Trim guide
click=menu Trimming the mast, bend, rake, shrouds... Updated: 2008-05-01 Comments

This trim guide aims to provide a basic race trim for the new mast. It is based on many years of racing in the class. Trimming the mast cannot be done too thoroughly. It is easy to ruin a perfectly good mast by sailing with a sloppy trim.

Setting the mast

When setting the mast, there's a few things to remember. Set the cap shrouds first, then the head stay. From here on we don't need the crane. There are two chain plates in each side. The Cap shrouds should be attached to the most forward chain plate. The head stay should be approximately 11,70m. Adjust with toggles. 


The rigging screws should be well greased in "rigging screw oil". It is much easier to trim the rig, if it is possible to tighten the screws by handforce. At high tension there is also risk of cold welding. 

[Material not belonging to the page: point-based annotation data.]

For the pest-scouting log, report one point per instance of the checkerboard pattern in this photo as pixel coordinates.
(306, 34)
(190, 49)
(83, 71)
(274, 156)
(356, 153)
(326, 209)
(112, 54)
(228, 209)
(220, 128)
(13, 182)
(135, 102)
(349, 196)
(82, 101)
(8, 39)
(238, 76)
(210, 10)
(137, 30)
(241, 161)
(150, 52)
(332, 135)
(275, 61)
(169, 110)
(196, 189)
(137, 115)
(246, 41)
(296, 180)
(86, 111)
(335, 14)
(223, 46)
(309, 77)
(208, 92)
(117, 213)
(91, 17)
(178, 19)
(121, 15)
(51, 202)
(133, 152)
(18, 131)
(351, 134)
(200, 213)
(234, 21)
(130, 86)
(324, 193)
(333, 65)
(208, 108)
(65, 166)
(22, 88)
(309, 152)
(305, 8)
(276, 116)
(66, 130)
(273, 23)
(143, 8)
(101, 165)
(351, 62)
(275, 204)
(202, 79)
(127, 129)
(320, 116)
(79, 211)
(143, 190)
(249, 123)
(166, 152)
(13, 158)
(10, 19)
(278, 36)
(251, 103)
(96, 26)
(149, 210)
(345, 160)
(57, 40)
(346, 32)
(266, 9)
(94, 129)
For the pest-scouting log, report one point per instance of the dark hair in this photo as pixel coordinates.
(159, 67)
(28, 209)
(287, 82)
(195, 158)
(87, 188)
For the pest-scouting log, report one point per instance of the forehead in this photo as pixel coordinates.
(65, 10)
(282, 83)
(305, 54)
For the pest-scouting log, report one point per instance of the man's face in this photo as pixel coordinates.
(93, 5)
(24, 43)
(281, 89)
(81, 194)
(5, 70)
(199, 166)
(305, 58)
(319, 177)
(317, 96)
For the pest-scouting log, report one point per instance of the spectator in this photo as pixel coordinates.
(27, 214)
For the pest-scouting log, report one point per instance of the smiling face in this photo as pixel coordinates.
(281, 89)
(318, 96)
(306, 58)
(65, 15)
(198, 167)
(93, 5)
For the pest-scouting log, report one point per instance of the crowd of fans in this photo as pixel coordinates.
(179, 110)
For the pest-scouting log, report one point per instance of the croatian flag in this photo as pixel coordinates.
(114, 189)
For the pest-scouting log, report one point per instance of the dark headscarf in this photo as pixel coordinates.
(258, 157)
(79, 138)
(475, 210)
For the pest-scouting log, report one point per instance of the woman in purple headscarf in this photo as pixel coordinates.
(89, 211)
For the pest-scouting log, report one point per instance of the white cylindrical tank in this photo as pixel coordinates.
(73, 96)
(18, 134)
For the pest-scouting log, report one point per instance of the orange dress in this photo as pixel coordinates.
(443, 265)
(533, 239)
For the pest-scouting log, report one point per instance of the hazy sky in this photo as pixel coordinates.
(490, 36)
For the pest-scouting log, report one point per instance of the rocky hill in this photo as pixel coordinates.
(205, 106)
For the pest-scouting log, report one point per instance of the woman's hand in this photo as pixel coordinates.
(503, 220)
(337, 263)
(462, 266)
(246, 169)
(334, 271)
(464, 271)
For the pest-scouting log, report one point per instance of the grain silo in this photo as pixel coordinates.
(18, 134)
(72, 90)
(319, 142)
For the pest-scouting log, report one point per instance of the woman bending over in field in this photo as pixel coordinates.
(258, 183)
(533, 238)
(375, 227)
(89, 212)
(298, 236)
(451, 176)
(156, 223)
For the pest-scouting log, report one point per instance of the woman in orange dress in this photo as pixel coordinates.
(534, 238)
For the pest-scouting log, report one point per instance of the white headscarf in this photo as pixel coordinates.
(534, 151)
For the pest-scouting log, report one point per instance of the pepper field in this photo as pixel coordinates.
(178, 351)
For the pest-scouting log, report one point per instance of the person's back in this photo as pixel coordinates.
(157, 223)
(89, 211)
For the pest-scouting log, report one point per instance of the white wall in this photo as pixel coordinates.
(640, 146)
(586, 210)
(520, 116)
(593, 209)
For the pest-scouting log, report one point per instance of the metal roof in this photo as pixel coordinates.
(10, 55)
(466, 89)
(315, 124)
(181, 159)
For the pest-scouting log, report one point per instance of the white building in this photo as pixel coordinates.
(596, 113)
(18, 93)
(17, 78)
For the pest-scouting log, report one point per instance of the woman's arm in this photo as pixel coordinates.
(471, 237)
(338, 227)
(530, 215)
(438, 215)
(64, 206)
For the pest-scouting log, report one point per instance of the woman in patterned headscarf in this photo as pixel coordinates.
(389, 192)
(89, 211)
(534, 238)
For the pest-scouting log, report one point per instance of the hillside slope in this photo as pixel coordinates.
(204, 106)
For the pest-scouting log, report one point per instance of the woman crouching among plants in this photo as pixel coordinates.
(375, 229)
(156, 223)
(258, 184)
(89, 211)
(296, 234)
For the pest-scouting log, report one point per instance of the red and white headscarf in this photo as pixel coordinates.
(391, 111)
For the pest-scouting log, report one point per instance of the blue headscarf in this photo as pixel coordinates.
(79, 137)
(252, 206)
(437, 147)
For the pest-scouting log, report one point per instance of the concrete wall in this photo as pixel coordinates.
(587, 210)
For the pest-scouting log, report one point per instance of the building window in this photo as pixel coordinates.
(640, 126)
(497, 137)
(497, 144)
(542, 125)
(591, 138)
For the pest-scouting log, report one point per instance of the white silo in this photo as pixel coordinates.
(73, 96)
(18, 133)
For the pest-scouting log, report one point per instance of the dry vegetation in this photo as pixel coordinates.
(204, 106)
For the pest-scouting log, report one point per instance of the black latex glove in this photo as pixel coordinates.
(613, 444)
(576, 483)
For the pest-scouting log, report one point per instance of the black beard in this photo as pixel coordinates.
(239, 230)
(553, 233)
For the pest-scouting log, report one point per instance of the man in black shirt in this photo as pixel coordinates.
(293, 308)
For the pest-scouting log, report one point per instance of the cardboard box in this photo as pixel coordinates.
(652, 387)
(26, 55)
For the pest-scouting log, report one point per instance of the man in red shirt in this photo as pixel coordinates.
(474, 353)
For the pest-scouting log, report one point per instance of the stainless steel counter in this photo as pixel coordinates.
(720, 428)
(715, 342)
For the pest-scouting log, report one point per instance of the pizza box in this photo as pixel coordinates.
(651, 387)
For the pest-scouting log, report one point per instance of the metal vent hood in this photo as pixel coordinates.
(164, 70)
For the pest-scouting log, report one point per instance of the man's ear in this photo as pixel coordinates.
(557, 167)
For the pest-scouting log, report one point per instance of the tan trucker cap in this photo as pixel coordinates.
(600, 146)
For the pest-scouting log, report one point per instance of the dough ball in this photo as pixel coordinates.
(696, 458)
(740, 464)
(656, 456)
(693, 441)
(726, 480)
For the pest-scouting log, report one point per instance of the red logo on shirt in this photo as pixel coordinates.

  1. Release cap shrouds, backstays and anything else. Make sure mast is completely ofloaded.
  2. Set cap shrouds so that the mast is vertical, straight and upright (*)
  3. Tighten cap shrouds to max by hand.
  4. Set lower shrouds so that the mast is still vertical, straight and upright. (*)
  5. Tighten lower shrouds to max by hand, then release by 2 or 3 rounds or until the mast does not bend aftwards on the middle.
  6. Pull back stay all the way down. That's approximately 15 centimeters (on the wire) from being released.
  7. Handtighten capshrouds. Check verticality. Apply two to five rounds more on capshrouds using tools.
  8. Release backstay.

When done take a note of the hight of all rigging screws. Save the note for next year.


  1. Look up the mast track. It should be straight. Attach the main halyard to the gooseneck, and look again. 
  2. The mast should point aftwards. Old masts should be prebent. New masts are stronger, and they don't need the prebend. New sails are made for new masts, so normally the mast should be straight. Again attach the main halyard   to the gooseneck and check. Max prebend is 8cm according to class rules.
  3. The cap shrouds should be very firm - almost as a brick wall. 
  4. The shrouds should be rather soft, but not dangling.
  5. The headstay should be quite hard and it should give a distinct "singing" sound, when firmly hit by a medium sized screwdriver. Hmm. The sound is kinda like firing the guns on the Millenium Falken.)

*) Verify verticality 

Verifying verticality is done using the two ropes, - the spinning pole uphaul (shrouds) and the jib halyard (cap shrouds). Attach a fishweight at the end of the rope and hook it onto the rigging screw, then set the length of the rope so that the weight display is in the middle of the scale. Move the weight from side to side. A less technical approach is to tie something to the end of the rope like - say a liter of Orangina. Swing it over the side at the rigging screw and mark the height with a pencil. Move the bottle to the other side. Measure the distance of the mark to the deck. An even better approach is to simply use the length of the rigging screw. Just set the mast, and trim it measuring the length of the rigging screws. Naturally you should verify that the length of the shrouds match before setting the mast. 

That's it. The mast is now in basic trim. 

Further adjustments will be neccesary. After a week all the tension has bent the boat out of shape, and the rigging screws might need minor re-adjusting. Also, - depending on the sails, local winds and waves, you might need to tune the tension on the lower shrouds. This should be done at sea in order to see the effect.